An oximeter is the best substitute for invasive methods to determine oxygen and pulse.
Pulse oximetry estimates the quantity of oxygen in the blood and the pulse rate and displays it on a digital graphic display. It is painless to determine the amount of oxygen supplied to blood tissue and the pulse rate.
Oxygen saturation (SpO2 ) indicates the amount of oxygen that your blood carries. A digital (optical) Tele-saturator can monitor the SpO2 value without a time limit. It is displayed to the doctor in real-time.
Defibrillators are used in emergencies, such as heart attacks. It affects cardiac rhythms, including ventricular fibrillation and arrhythmias. The procedure of its electronic design involves when the electric shock provided to the heart causes depolarization of the heart muscle and reproduces the normal conduction of the electrical pulse of heat. There are many defibrillators, including implantable, transvenous, and extracorporeal.

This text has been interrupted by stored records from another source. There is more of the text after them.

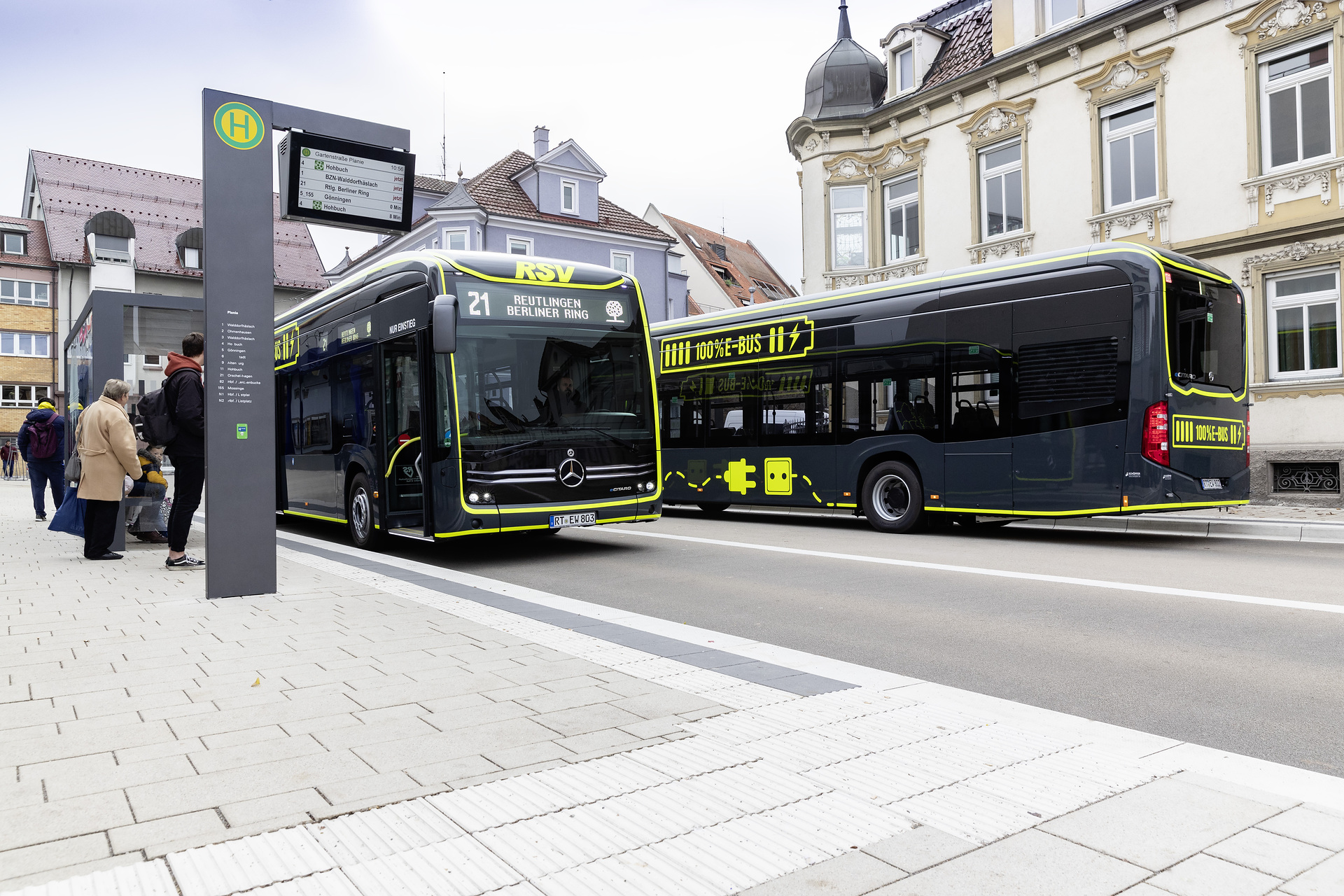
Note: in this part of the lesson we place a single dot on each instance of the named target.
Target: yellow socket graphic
(778, 476)
(736, 477)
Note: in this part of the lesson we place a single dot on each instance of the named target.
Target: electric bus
(1109, 379)
(448, 394)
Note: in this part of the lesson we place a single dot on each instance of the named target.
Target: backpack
(42, 437)
(156, 424)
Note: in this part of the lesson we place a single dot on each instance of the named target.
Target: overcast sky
(683, 102)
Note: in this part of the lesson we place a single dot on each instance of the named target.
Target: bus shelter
(125, 336)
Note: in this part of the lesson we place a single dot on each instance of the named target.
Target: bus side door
(977, 416)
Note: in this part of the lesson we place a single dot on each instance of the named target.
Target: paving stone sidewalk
(358, 734)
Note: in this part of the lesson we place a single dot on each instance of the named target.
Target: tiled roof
(433, 184)
(971, 46)
(495, 191)
(745, 265)
(160, 206)
(36, 250)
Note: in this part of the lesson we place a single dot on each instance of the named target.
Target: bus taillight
(1155, 434)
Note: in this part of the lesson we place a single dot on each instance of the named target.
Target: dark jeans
(188, 481)
(41, 473)
(100, 527)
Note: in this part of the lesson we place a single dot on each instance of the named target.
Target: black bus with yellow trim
(1102, 381)
(448, 394)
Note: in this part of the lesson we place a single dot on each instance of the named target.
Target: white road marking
(1002, 574)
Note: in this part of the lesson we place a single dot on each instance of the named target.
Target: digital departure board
(346, 184)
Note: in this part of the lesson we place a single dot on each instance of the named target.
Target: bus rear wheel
(359, 514)
(892, 498)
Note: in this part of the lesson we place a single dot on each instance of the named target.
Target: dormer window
(112, 248)
(905, 69)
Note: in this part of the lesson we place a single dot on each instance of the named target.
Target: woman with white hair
(106, 444)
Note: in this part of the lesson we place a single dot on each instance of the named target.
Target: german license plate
(562, 520)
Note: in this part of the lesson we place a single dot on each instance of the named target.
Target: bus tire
(892, 498)
(359, 514)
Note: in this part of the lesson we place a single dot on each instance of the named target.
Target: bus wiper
(610, 435)
(510, 449)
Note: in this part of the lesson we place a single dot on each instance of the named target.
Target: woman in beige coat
(106, 444)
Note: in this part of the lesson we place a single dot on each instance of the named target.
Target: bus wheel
(892, 498)
(359, 514)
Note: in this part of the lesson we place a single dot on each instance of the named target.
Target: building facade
(991, 130)
(27, 323)
(721, 272)
(139, 232)
(542, 204)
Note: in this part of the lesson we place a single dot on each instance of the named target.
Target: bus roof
(1113, 253)
(491, 266)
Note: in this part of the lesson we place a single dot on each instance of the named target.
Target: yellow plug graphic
(778, 476)
(736, 477)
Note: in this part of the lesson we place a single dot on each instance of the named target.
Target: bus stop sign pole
(239, 286)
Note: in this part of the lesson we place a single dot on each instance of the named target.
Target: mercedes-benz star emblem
(570, 472)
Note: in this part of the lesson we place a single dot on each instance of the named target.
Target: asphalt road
(1259, 680)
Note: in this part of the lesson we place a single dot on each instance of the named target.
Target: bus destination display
(538, 305)
(768, 340)
(343, 183)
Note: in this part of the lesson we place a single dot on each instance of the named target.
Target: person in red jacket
(186, 396)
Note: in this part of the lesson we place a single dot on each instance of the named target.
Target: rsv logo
(543, 272)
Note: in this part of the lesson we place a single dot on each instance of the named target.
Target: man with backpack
(185, 398)
(42, 444)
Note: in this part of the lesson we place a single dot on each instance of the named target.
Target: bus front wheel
(892, 498)
(359, 514)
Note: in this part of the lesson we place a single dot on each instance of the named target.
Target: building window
(1129, 147)
(1000, 190)
(24, 344)
(1059, 11)
(454, 241)
(905, 70)
(902, 203)
(24, 396)
(22, 292)
(850, 226)
(112, 248)
(1306, 314)
(1297, 105)
(1312, 477)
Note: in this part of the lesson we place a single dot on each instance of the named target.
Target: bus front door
(401, 435)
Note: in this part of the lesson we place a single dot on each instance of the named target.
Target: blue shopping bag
(69, 516)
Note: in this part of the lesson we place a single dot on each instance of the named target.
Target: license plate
(562, 520)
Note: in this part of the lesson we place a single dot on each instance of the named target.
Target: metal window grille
(1308, 477)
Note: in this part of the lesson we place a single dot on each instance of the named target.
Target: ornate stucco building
(991, 130)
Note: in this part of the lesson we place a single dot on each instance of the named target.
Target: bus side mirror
(444, 321)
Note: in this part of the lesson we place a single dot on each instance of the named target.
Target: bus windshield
(522, 384)
(1206, 331)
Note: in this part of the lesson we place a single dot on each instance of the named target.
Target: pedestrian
(42, 444)
(185, 394)
(106, 445)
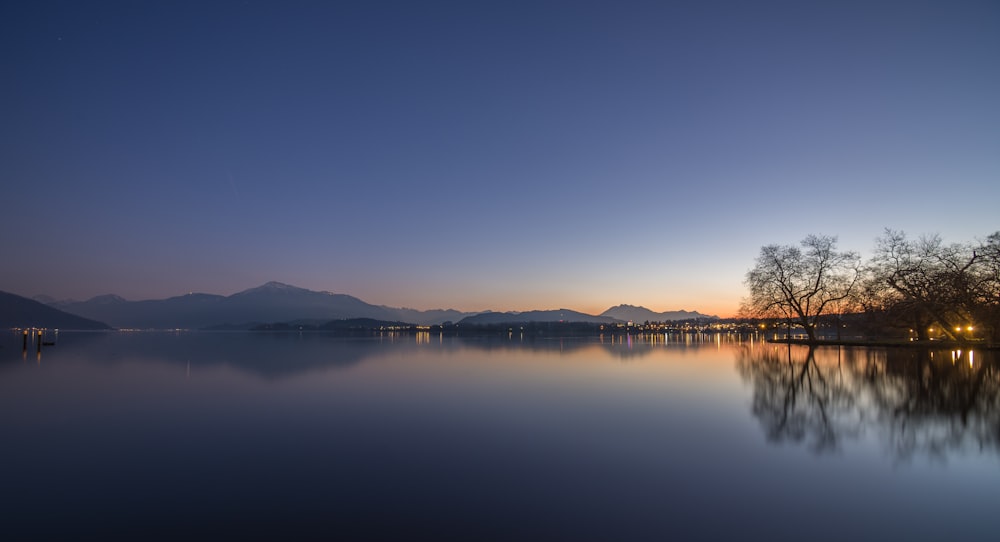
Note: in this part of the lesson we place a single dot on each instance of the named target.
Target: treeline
(922, 286)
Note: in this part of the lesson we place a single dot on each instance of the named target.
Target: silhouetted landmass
(272, 302)
(630, 313)
(348, 326)
(17, 311)
(277, 304)
(560, 315)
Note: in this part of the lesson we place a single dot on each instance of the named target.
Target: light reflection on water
(604, 438)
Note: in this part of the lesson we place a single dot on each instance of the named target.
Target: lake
(171, 435)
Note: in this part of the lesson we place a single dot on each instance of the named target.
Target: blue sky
(504, 155)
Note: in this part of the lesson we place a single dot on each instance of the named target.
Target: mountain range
(276, 302)
(17, 311)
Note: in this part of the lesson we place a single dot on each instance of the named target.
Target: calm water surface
(254, 435)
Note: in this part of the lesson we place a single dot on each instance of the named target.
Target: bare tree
(801, 284)
(952, 286)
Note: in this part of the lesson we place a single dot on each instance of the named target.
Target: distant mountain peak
(107, 299)
(634, 313)
(272, 287)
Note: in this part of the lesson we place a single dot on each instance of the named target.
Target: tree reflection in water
(915, 401)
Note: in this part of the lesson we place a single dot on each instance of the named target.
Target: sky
(483, 155)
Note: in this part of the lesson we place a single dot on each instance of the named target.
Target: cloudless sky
(483, 155)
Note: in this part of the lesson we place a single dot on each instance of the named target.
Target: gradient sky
(475, 155)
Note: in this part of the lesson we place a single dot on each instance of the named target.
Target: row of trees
(920, 284)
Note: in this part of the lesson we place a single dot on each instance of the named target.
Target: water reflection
(915, 402)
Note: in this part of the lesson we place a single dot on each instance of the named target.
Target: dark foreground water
(208, 435)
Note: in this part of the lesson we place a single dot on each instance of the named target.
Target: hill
(271, 302)
(17, 311)
(630, 313)
(560, 315)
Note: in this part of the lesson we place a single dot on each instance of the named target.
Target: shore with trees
(922, 291)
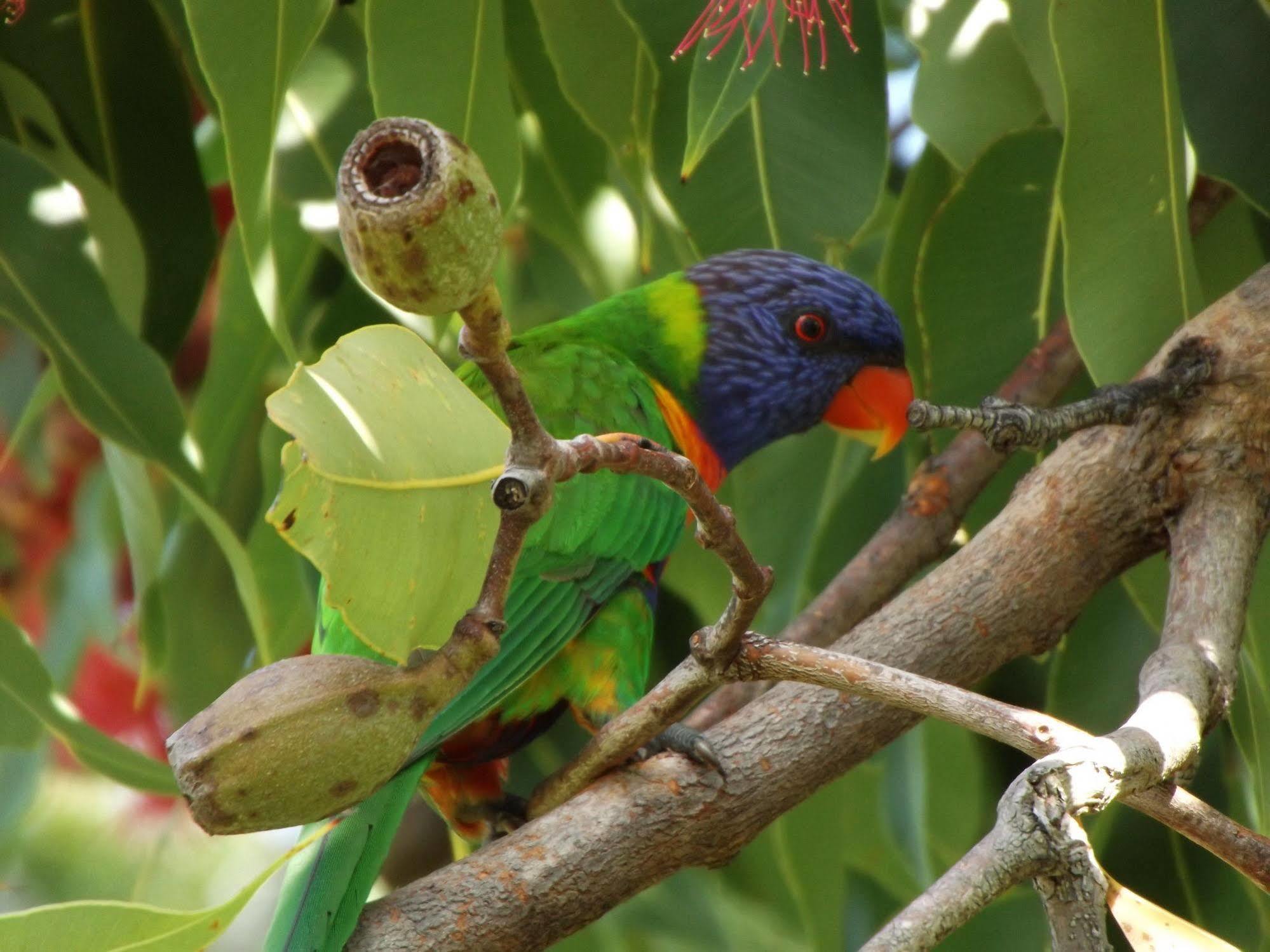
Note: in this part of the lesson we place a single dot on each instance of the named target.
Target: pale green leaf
(41, 133)
(973, 85)
(108, 926)
(1130, 271)
(386, 485)
(1149, 929)
(113, 381)
(27, 688)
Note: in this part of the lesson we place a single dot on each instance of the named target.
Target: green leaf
(27, 690)
(113, 381)
(803, 169)
(601, 66)
(386, 486)
(926, 187)
(720, 90)
(150, 159)
(117, 384)
(1029, 19)
(446, 62)
(327, 104)
(109, 926)
(1224, 70)
(565, 163)
(1229, 250)
(248, 53)
(22, 772)
(906, 785)
(47, 44)
(986, 267)
(1131, 276)
(41, 133)
(973, 85)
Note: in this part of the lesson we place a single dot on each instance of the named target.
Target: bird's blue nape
(759, 381)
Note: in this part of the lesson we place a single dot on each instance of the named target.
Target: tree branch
(1098, 504)
(920, 530)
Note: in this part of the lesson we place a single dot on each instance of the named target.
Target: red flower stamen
(723, 17)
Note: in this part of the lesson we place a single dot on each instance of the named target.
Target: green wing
(601, 530)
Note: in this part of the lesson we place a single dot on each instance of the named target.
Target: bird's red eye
(809, 328)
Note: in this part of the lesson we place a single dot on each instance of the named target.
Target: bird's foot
(684, 741)
(497, 818)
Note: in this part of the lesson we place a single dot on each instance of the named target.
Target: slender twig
(920, 530)
(1009, 426)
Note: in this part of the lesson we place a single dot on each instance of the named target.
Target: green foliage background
(1064, 140)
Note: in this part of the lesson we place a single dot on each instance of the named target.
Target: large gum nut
(418, 216)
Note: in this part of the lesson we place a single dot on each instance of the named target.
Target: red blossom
(723, 18)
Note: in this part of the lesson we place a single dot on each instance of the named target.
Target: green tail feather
(327, 887)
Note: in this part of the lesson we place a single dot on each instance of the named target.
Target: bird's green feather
(601, 531)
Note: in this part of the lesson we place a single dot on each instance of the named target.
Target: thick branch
(939, 497)
(1186, 687)
(1030, 732)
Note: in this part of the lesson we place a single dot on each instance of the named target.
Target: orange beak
(873, 408)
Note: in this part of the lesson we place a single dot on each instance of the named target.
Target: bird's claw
(498, 817)
(682, 741)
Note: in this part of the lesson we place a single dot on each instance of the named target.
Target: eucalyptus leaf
(601, 66)
(386, 485)
(248, 55)
(802, 169)
(986, 267)
(973, 85)
(1222, 48)
(720, 90)
(150, 159)
(108, 926)
(113, 381)
(1130, 269)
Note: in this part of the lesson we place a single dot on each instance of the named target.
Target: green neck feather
(661, 326)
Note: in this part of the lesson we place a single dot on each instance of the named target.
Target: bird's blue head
(789, 343)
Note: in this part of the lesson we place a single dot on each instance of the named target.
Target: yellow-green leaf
(1149, 929)
(386, 485)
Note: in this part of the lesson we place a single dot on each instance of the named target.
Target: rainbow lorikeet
(718, 362)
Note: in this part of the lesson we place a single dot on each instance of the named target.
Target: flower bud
(297, 742)
(418, 216)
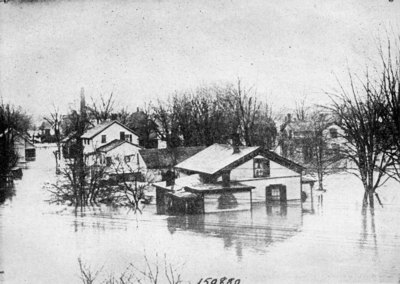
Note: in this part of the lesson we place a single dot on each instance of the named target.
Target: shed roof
(219, 157)
(113, 144)
(194, 184)
(92, 132)
(165, 158)
(215, 158)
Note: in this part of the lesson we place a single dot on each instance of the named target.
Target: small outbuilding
(225, 177)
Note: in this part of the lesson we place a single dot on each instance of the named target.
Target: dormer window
(261, 167)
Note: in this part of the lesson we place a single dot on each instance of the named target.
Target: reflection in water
(272, 241)
(227, 201)
(256, 229)
(368, 232)
(6, 193)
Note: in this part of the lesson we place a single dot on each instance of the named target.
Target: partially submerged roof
(219, 157)
(18, 134)
(113, 144)
(215, 158)
(194, 184)
(92, 132)
(69, 137)
(165, 158)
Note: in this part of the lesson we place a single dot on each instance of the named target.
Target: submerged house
(113, 147)
(225, 177)
(119, 159)
(23, 147)
(106, 132)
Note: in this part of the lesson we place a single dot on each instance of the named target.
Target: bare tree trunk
(371, 199)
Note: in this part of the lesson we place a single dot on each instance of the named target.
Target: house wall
(117, 156)
(112, 133)
(213, 204)
(293, 187)
(279, 175)
(19, 146)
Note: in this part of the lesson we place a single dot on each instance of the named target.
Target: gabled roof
(94, 131)
(215, 158)
(16, 133)
(114, 144)
(219, 157)
(69, 137)
(165, 158)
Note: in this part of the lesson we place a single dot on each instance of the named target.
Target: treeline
(12, 120)
(202, 116)
(215, 114)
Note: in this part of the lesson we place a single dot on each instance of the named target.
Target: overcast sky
(144, 50)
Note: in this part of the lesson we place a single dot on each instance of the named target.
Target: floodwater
(328, 241)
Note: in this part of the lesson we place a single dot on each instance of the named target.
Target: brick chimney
(235, 143)
(226, 178)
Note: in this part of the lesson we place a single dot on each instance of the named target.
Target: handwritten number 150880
(222, 280)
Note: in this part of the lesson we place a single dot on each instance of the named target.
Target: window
(128, 137)
(262, 167)
(333, 132)
(275, 193)
(335, 149)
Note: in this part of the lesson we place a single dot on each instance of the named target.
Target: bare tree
(359, 113)
(55, 120)
(103, 110)
(168, 129)
(323, 159)
(388, 94)
(252, 119)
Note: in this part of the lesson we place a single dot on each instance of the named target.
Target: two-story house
(113, 146)
(105, 133)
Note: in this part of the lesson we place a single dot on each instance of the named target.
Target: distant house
(159, 161)
(46, 132)
(225, 177)
(113, 147)
(23, 147)
(295, 138)
(106, 132)
(69, 145)
(118, 158)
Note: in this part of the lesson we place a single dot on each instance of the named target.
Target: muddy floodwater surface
(329, 241)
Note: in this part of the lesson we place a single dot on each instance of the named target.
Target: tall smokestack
(83, 102)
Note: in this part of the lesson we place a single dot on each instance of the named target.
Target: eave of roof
(102, 127)
(240, 160)
(216, 158)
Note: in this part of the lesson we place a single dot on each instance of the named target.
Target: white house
(23, 147)
(106, 132)
(225, 177)
(118, 157)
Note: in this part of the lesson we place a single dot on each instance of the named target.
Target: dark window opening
(108, 161)
(262, 167)
(333, 132)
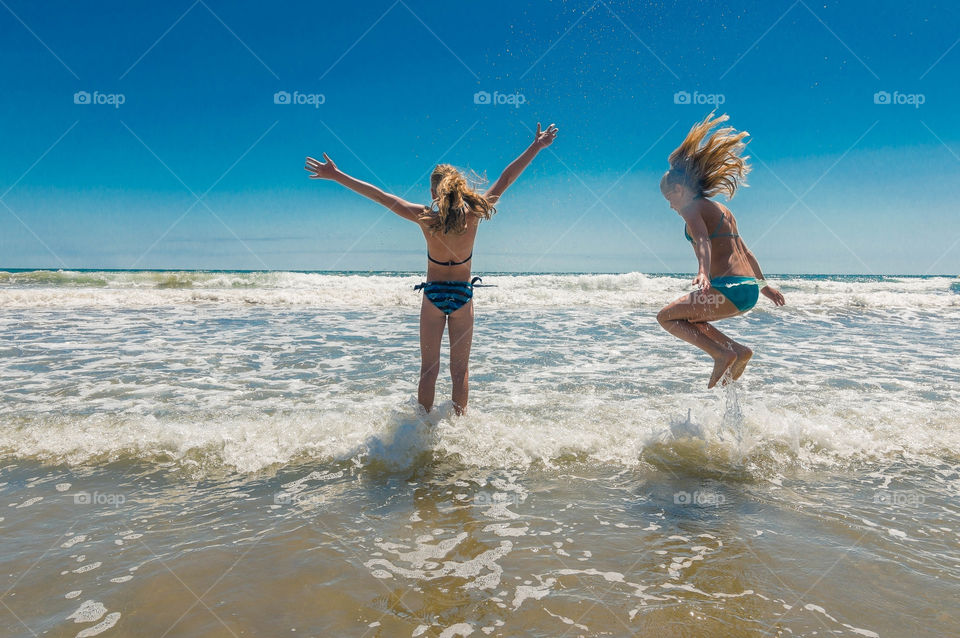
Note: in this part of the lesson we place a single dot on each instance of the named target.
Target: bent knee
(429, 372)
(664, 316)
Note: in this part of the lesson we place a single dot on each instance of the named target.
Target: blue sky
(841, 184)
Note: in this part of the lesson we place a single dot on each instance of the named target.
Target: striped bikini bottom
(448, 296)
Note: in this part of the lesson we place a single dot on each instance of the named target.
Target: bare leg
(432, 322)
(743, 352)
(461, 338)
(681, 319)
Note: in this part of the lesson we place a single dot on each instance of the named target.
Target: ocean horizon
(158, 426)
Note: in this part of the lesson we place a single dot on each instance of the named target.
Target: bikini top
(715, 233)
(449, 263)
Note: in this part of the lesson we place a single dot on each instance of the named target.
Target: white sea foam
(571, 366)
(48, 289)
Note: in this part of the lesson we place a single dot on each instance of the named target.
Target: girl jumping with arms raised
(449, 226)
(728, 274)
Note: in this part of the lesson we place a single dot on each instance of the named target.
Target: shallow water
(217, 454)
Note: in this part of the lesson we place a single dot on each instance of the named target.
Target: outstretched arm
(329, 170)
(701, 244)
(769, 292)
(510, 174)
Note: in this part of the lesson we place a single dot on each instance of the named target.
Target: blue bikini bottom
(448, 296)
(742, 292)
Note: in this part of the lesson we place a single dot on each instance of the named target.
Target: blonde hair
(454, 201)
(711, 167)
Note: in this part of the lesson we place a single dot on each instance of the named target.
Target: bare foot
(721, 364)
(743, 357)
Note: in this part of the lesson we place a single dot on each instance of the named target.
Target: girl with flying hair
(449, 226)
(728, 273)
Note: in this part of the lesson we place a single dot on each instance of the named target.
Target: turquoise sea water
(161, 429)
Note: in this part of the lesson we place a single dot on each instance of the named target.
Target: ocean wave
(57, 289)
(694, 437)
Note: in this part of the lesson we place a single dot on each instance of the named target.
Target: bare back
(450, 247)
(728, 255)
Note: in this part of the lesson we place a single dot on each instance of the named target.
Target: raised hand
(773, 295)
(321, 170)
(701, 281)
(544, 139)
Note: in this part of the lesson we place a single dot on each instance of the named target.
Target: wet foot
(743, 357)
(721, 364)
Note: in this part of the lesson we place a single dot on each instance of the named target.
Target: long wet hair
(713, 166)
(456, 199)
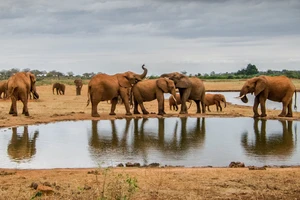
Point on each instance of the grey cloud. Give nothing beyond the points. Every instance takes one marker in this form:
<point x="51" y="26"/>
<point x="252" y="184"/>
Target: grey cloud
<point x="178" y="19"/>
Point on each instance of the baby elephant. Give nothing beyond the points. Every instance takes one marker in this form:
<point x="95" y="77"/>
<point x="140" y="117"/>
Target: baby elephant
<point x="151" y="89"/>
<point x="60" y="88"/>
<point x="214" y="99"/>
<point x="173" y="104"/>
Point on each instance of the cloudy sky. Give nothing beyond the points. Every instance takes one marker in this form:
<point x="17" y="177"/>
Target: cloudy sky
<point x="111" y="36"/>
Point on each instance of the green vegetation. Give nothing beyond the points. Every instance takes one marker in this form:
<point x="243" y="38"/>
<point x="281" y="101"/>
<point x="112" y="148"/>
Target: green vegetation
<point x="249" y="71"/>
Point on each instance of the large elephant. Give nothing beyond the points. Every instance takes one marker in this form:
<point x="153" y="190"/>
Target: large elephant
<point x="103" y="87"/>
<point x="19" y="87"/>
<point x="59" y="87"/>
<point x="279" y="88"/>
<point x="3" y="89"/>
<point x="214" y="99"/>
<point x="190" y="88"/>
<point x="78" y="84"/>
<point x="174" y="104"/>
<point x="148" y="90"/>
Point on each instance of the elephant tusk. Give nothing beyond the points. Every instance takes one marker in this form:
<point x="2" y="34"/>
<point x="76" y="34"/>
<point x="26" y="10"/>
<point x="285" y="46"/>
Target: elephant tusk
<point x="174" y="99"/>
<point x="240" y="97"/>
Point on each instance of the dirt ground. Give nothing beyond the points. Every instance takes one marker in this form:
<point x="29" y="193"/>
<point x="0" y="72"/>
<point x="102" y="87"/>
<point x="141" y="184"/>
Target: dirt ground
<point x="139" y="182"/>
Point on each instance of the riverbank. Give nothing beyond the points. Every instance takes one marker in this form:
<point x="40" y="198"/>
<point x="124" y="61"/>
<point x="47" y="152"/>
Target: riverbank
<point x="136" y="182"/>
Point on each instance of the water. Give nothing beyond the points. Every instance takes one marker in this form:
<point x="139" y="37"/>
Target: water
<point x="168" y="141"/>
<point x="231" y="97"/>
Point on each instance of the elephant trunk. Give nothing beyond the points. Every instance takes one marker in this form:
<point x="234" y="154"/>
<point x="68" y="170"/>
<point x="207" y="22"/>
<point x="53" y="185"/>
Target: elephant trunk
<point x="173" y="94"/>
<point x="143" y="75"/>
<point x="243" y="97"/>
<point x="33" y="91"/>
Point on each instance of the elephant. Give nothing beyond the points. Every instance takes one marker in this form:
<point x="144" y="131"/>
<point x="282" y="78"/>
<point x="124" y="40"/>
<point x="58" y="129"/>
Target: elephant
<point x="174" y="104"/>
<point x="190" y="88"/>
<point x="214" y="99"/>
<point x="22" y="146"/>
<point x="148" y="90"/>
<point x="19" y="86"/>
<point x="278" y="88"/>
<point x="78" y="84"/>
<point x="103" y="87"/>
<point x="3" y="89"/>
<point x="60" y="88"/>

Biocompatibility refers to how well the electronic device fits into the host or patient’s biological system. Meeting the biocompatibility requirements of the medical industry is one of the most challenging procedures for engineers designing embedded medical electronics.
Biocompatibility testing is done by identifying the physical effects of electronic medical devices, particularly their potential harmful physiological effects. ISO 10993-1:2018 is a recognized standard in the medical industry that allows manufacturers and design engineers to understand better how the properties of device parts, manufacturing processes, and sterilization affects the biocompatibility of medical electronics.
Electronic design now becomes the basis of every circuit operated in any tech field. When we talk about any advanced technology used in the biomedical field, it means electronic engineers develop its basic design. They understand the technology and apply it to design the circuit of appliances used in the medical industry.
So we can say that biomedical relies strongly on Electronic Engineering. Nowadays, digitalization is everywhere, and each digital system has an electronic design. No one can deny the importance of electronic engineering in biomedical technology.